There are other small details in the ghoul lore- for example the fact that coffee is the only human food or drink that ghouls can enjoy, or the masks the ghouls wear- that serve to build up the show's world further and give it extra depth. It feels like a lived-in and well-realised world, and makes you want to explore it further.

The characters, too are well-drawn for the most part. Making characters likeable when most of them eat people is no mean feat, but the series pulls it off. It creates sympathetic characters on both sides- both human and ghoul, 'good' ghoul and 'bad' ghoul. alike. Unfortunately, the main character himself is one of the weaker elements.
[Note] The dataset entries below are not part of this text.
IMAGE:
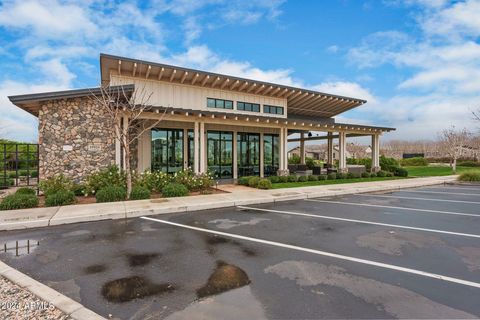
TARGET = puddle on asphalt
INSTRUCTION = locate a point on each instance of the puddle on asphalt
(20, 247)
(95, 268)
(214, 240)
(138, 260)
(225, 277)
(130, 288)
While it may be completely understandable that he reacts as he does to his new half-ghoul status, it doesn't make for the most compelling viewing.  We're told that half-ghouls are supposed to be stronger than their full-blooded brethren- but it's only later in the series do we see him finally come into his own.

By contrast, Rize - unhinged as she is- may well be the most entertaining character in the series- so it's a shame that (spoilers) she's apparently killed off in the first episode. Her connection with Kankei means her presence is still felt throughout the series, but it might have been more interesting if she was kept around at least a while longer.

The series offers some impressive visuals, that are suitably dark for the most part. The characters are well designed and have a distinctive look. Understandably, the visuals in the show itself are a step down from the stunning manga-style artwork featured in the closing titles, but even so... this show is a looker.

Tokyo Ghoul is not for the squeamish- it is easily one of the most violent and gory anime for some time. And it's not just the on-screen violence- the series also goes to some pretty dark places and really puts its characters through the wringer. Tonally though, it fits, and thanks to the excellent characterisation, it never feels unearned.

Assuming you have the stomach for it, Tokyo Ghoul is one hell of a good time. Creepily atmospheric, action-packed and full of memorable characters, this is one anime that horror fans should not miss.